Preserving already affordable housing is one of our core strategies for addressing the Bay Area’s housing crisis and ensuring that everyone has an affordable home. Without a strategy for preserving naturally occurring affordable housing in California, we are putting at risk thousands of renters who are predominantly people of color with low incomes.
We are proud to support this bill to establish the Community Anti-Displacement and Preservation Program (CAPP). CAPP would provide funding for the acquisition and rehabilitation of unrestricted housing units while attaching long-term affordability restrictions to prevent the displacement of current residents. This is a creative and common-sense preservation strategy to protect affordable housing.
Our Letter of support is excerpted below:
A study from Enterprise Community Partners found that the San Francisco Bay Area lost an annual 32,000 unsubsidized rental homes previously affordable to low-income households over just five short years, and thousands more units are at risk of losing affordability over the next two years.

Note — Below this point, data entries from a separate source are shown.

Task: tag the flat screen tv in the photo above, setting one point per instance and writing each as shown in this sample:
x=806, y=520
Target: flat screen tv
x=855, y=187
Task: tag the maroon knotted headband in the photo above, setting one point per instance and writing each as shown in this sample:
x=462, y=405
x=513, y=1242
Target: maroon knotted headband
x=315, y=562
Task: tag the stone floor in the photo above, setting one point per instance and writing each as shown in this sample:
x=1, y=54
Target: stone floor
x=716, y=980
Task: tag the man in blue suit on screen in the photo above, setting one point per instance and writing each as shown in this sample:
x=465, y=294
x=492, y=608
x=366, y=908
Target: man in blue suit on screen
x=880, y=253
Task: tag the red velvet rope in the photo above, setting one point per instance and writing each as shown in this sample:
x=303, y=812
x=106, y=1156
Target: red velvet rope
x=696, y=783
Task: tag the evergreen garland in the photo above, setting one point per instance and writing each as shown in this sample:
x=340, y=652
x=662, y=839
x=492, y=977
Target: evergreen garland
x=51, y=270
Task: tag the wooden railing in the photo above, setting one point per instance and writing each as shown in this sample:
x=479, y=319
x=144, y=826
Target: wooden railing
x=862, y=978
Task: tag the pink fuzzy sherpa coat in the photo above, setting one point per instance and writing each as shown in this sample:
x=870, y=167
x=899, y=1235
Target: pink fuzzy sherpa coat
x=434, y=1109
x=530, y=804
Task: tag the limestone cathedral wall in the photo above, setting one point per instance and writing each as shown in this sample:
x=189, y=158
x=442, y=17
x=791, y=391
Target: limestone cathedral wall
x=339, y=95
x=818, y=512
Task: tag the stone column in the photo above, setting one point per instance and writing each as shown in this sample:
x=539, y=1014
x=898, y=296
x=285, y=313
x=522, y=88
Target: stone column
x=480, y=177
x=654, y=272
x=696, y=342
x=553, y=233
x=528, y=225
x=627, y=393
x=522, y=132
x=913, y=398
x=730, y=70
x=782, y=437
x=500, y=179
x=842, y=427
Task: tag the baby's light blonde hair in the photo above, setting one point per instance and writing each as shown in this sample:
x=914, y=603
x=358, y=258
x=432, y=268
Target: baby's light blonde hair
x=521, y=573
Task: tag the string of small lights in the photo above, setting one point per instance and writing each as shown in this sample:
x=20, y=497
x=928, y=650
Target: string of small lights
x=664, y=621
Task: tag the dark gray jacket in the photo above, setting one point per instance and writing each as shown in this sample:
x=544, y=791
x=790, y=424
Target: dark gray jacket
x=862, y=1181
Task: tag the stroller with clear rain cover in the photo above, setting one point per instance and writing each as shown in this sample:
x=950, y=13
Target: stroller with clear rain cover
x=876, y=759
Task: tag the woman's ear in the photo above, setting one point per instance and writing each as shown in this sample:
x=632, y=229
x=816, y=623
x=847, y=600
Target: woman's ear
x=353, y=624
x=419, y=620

Acquisition and preservation of unsubsidized affordable housing has proven to be a successful local model to prevent displacement and homelessness and grow the supply of affordable housing. Moreover, acquisition preservation creates new affordable homes immediately, since the buildings are already built. These projects generally close in several months, rather than years. Currently, only a limited patchwork of local resources are available to do this work, and only a select number of communities are able to utilize this important strategy.
SB 225 would establish a unique state program to provide the resources that community organizations, affordable housing developers, and local jurisdictions need to acquire unsubsidized rental housing from the private market where tenants are at risk of displacement and to preserve the housing as affordable rental housing or homeownership opportunities. CAPP will prevent displacement and homelessness by stabilizing low-income families in their communities, while also growing California’s supply of deed-restricted affordable homes for the future.
Read the entire letter.
We are proud to support our partners – Enterprise Community Partners, Housing California, and Public Advocates – who are co-sponsors of this legislation.